Like most of the code uploaded by Google developers , your model tuning code that uses the stackoverflow data fails miserably giving the below errors.

{
  "summary": "Found 7 errors in your file. See 'errors' field for specific details.\nValidated 4000 examples for tokenization. Found 7 examples where either 'input_text' or 'output_text' exceeds the model token limits. See 'tokenization_issues' field for some specific examples.\nValidated 1000 examples for RAI. Found 43 examples that has RAI issues. See 'rai_issues' field for some specific examples.\n",
  "max_user_input_token_length": 8177,
  "tokenization_issues": [
    "Row: 122. Token limit exceeded for 'input_text' [tokens: 15851|limit: 8192] or 'output_text' [tokens: 24|limit: 1024]",
    "Row: 362. Token limit exceeded for 'input_text' [tokens: 13474|limit: 8192] or 'output_text' [tokens: 19|limit: 1024]",
    "Row: 391. Token limit exceeded for 'input_text' [tokens: 10643|limit: 8192] or 'output_text' [tokens: 34|limit: 1024]",
    "Row: 528. Token limit exceeded for 'input_text' [tokens: 9351|limit: 8192] or 'output_text' [tokens: 17|limit: 1024]",
    "Row: 840. Token limit exceeded for 'input_text' [tokens: 16309|limit: 8192] or 'output_text' [tokens: 33|limit: 1024]",
    "Row: 868. Token limit exceeded for 'input_text' [tokens: 20337|limit: 8192] or 'output_text' [tokens: 51|limit: 1024]",
    "Row: 1535. Token limit exceeded for 'input_text' [tokens: 8969|limit: 8192] or 'output_text' [tokens: 26|limit: 1024]"
  ],
  "rai_issues": [
    "Row: 15. RAI violation. High scores for categories Finance",
    "Row: 46. RAI violation. High scores for categories Finance",
    "Row: 275. RAI violation. High scores for categories Finance",
    "Row: 401. RAI violation.
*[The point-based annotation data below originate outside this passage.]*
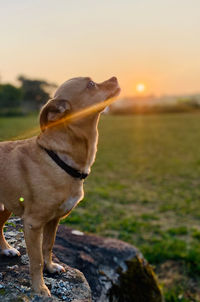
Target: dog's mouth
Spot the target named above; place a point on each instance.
(115, 93)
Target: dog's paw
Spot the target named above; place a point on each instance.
(42, 290)
(55, 268)
(10, 252)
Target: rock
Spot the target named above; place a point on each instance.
(115, 270)
(70, 286)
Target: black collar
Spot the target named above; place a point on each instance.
(68, 169)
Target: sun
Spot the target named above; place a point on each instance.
(140, 87)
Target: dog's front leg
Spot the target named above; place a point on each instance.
(33, 238)
(49, 235)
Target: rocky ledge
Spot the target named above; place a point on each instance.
(116, 271)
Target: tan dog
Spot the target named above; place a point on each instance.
(34, 183)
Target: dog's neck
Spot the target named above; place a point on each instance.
(75, 143)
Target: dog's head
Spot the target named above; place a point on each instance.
(78, 97)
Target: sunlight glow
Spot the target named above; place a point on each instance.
(140, 87)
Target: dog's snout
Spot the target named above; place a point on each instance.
(113, 79)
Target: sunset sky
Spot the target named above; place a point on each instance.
(154, 42)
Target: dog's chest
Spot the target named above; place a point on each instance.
(69, 204)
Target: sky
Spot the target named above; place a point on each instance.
(155, 42)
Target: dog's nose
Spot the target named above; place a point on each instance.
(113, 79)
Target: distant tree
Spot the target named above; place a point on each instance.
(10, 97)
(34, 92)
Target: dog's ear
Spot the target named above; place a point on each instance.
(54, 110)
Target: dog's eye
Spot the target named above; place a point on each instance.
(91, 84)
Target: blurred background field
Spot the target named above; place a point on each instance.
(144, 189)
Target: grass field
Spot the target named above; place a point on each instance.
(145, 189)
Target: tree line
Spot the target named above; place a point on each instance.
(28, 97)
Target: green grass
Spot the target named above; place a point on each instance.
(11, 127)
(145, 189)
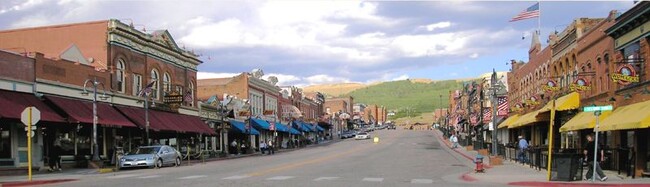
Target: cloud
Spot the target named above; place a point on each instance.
(438, 25)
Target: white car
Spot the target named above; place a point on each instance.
(362, 136)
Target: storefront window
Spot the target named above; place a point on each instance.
(5, 142)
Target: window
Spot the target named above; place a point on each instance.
(155, 77)
(167, 87)
(137, 84)
(119, 73)
(190, 89)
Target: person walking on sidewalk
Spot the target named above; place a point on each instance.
(454, 141)
(270, 147)
(263, 146)
(589, 151)
(523, 146)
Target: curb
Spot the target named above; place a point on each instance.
(35, 182)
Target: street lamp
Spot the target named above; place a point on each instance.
(94, 84)
(495, 86)
(223, 107)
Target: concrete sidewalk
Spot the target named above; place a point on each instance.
(511, 173)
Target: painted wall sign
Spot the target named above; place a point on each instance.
(580, 84)
(625, 75)
(550, 86)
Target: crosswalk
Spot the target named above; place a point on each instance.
(272, 178)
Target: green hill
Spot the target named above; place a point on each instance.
(407, 97)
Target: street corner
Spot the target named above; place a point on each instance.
(34, 182)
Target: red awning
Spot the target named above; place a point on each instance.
(82, 112)
(166, 121)
(13, 103)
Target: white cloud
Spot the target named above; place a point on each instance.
(438, 25)
(325, 79)
(210, 75)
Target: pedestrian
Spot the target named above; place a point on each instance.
(589, 151)
(454, 141)
(523, 146)
(270, 147)
(55, 155)
(262, 146)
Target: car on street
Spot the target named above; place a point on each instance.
(151, 156)
(362, 136)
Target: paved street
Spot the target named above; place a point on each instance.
(402, 158)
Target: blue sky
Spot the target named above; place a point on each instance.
(316, 42)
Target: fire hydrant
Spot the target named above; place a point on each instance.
(479, 164)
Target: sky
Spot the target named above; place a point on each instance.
(319, 42)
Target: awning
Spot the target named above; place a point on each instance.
(583, 120)
(634, 116)
(526, 119)
(166, 121)
(240, 127)
(568, 102)
(13, 103)
(508, 121)
(80, 111)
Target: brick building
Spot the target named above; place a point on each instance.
(67, 59)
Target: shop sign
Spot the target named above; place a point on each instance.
(579, 85)
(551, 86)
(625, 75)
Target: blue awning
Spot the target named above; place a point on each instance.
(241, 128)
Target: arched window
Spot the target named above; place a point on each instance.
(190, 90)
(119, 76)
(167, 83)
(155, 77)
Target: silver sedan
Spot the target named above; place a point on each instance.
(151, 156)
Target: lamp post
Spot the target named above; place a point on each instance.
(223, 107)
(495, 86)
(94, 83)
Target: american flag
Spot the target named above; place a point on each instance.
(530, 12)
(487, 114)
(503, 106)
(147, 89)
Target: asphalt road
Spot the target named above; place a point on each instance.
(401, 158)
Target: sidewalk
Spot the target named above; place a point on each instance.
(511, 173)
(71, 174)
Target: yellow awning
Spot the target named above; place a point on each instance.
(526, 119)
(634, 116)
(508, 121)
(567, 102)
(583, 120)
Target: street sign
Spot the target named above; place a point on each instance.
(36, 115)
(597, 108)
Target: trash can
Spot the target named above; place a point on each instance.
(565, 167)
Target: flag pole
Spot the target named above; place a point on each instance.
(539, 17)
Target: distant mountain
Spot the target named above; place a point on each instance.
(411, 96)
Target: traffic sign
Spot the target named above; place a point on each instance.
(36, 115)
(597, 108)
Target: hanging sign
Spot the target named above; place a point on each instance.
(580, 84)
(625, 75)
(550, 86)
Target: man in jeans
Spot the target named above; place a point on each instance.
(523, 146)
(588, 150)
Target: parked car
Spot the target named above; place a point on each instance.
(362, 136)
(151, 156)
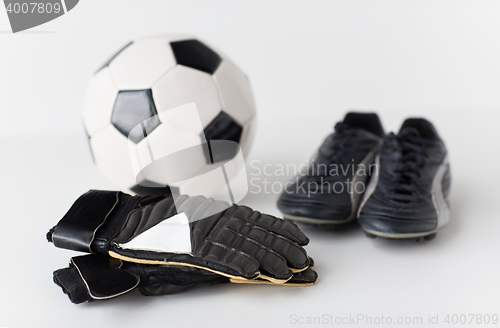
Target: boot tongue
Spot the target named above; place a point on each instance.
(423, 127)
(366, 121)
(408, 132)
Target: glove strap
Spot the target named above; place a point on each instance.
(77, 228)
(94, 277)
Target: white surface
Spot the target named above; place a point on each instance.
(172, 235)
(141, 64)
(118, 164)
(308, 62)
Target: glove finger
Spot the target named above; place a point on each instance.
(214, 257)
(277, 225)
(295, 255)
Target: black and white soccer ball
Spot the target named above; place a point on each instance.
(159, 96)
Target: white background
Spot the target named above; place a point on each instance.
(308, 61)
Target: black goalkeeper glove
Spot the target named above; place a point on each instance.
(233, 241)
(98, 277)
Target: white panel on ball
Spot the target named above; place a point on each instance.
(157, 154)
(112, 155)
(183, 85)
(141, 64)
(236, 95)
(98, 103)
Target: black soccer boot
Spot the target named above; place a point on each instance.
(407, 197)
(330, 191)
High scores for categories Finance",
    "Row: 444. RAI violation. High scores for categories Health",
    "Row: 503. RAI violation. High scores for categories Finance",
    "Row: 558. RAI violation. High scores for categories Finance",
    "Row: 571. RAI violation. High scores for categories Health",
    "Row: 848. RAI violation. High scores for categories Finance",
    "Row: 934. RAI violation. High scores for categories Finance",
    "... there are more cases ..."
  ],
  "errors": [
    "Row: 122. exceeds token limit",
    "Row: 362. exceeds token limit",
    "Row: 391. exceeds token limit",
    "Row: 528. exceeds token limit",
    "Row: 840. exceeds token limit",
    "Row: 868. exceeds token limit",
    "Row: 1535. exceeds token limit"
  ],
  "max_user_output_token_length": 79
}
fmichaelobrien commented 10 months ago

Understood, I am new to this repo but an LLM enthusiast. I can try some reproduction and triage based on a specific use case and code specific run you encountered. Here to help.

paulav6 commented 9 months ago

I faced similar rai_issues even with private data. It marked when I had a person's name or asked about going to a specific bank website. It went away once I removed those samples from my jsonl file. So, unless these examples were crucial, you could try removing them.